We include sound files and spectrogram images of five sound classes: great argus pheasant (Argusianus argus) long calls (Clink et al. 2021), helmeted hornbills (Rhinoplax vigil), and rhinoceros hornbills (Buceros rhinoceros) (Kennedy et al. 2023), female gibbons (Hylobates funereus) and a catch-all “noise” category. The data come from two separate PAM arrays in Danum Valley Conservation Area, Sabah, Malaysia. The training and validation data come from a wide array of Swift autonomous recording units placed on ~750 m spacing (Clink et al. 2023), and the test data come from a different, smaller array (~250 m spacing) within the same area. We used a band-limited energy detector to identify signals that were 3-sec or longer duration within the 400-1600 Hz range, and then a single observer (DJC) manually sorted the detections into their respective categories (Clink et al. 2023).

Preparing training, validation, and test data

The package currently uses spectrogram images (Figure 1) to train and evaluate CNN model performance, and we include a function that can be used to create spectrogram images from Waveform Audio File Formant (.wav) files. The .wav files should be organized into separate folders, with each folder named according to the class label of the files it contains. We highly recommend that your test data come from a different recording time and/or location to better understand the generalizability of the models (Stowell 2022).
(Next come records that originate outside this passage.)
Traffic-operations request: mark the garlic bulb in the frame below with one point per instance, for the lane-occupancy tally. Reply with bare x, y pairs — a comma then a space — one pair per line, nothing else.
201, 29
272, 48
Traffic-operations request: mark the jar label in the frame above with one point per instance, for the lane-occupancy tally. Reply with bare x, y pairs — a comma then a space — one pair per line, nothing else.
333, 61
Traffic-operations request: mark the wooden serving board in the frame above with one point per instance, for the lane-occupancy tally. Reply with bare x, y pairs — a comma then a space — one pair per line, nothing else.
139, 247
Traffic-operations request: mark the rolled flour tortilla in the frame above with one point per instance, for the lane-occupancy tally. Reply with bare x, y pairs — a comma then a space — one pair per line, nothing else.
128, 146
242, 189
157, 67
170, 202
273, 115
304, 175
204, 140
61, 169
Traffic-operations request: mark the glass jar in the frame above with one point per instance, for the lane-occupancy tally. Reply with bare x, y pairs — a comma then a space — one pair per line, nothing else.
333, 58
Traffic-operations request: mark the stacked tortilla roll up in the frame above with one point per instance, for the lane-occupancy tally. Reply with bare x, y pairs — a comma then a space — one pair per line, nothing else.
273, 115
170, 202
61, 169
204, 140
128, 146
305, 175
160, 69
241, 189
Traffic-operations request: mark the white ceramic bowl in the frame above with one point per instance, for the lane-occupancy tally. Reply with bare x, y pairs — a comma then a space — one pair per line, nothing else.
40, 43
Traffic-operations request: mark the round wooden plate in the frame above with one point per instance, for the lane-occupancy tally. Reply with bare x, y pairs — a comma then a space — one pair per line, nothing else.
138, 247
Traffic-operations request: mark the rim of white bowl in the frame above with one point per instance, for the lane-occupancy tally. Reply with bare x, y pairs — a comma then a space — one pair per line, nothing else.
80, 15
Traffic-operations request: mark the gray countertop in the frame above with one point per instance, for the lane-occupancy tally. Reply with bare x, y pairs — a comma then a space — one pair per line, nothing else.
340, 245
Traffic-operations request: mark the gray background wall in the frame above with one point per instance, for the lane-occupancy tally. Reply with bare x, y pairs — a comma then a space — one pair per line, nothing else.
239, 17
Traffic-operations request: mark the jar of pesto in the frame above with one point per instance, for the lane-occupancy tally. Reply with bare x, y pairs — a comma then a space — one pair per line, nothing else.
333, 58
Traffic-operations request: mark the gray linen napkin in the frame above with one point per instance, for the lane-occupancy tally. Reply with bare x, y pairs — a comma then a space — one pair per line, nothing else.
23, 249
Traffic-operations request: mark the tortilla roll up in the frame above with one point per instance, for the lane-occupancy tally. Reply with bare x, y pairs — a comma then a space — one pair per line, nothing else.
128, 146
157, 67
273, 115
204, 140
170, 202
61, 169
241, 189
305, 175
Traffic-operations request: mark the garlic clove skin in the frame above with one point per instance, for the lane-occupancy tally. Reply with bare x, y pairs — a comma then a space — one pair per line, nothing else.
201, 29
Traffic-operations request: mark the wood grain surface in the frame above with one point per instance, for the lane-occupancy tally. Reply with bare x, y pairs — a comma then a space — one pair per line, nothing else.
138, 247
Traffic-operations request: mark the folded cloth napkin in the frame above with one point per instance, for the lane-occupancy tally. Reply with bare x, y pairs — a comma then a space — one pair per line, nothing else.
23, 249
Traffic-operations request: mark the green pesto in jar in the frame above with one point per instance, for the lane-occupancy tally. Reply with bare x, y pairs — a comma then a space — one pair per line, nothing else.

Spectrograms of training clips for CNNs.
Spectrograms of training clips for CNNs.

Model training

The package currently allows for the training of six different CNN architectures (‘alexnet’, ‘vgg16’, ‘vgg19’, ‘resnet18’, ‘resnet50’, or ‘resnet152’), and the user can specify if they want to freeze the feature extraction layers or not. There is also the option to train a binary or multi-class classifer.

Evaluate model performance

We can compare the performance of different CNN architectures (Figure 2). Using the ‘get_best_performance’ function, we can evaluate the performance of different model architectures on the test dataset for the specified class. We can calculate the best F1, precision, recall using the ‘caret’ package (Kuhn 2008), and the area under the ROC (Receiver Operating Characteristic) curve using the ‘ROCR’ package (Sing et al. 2005), which is a threshold or confidence independent metric that evaluates the classifier’s ability to discriminate between positive and negative classes.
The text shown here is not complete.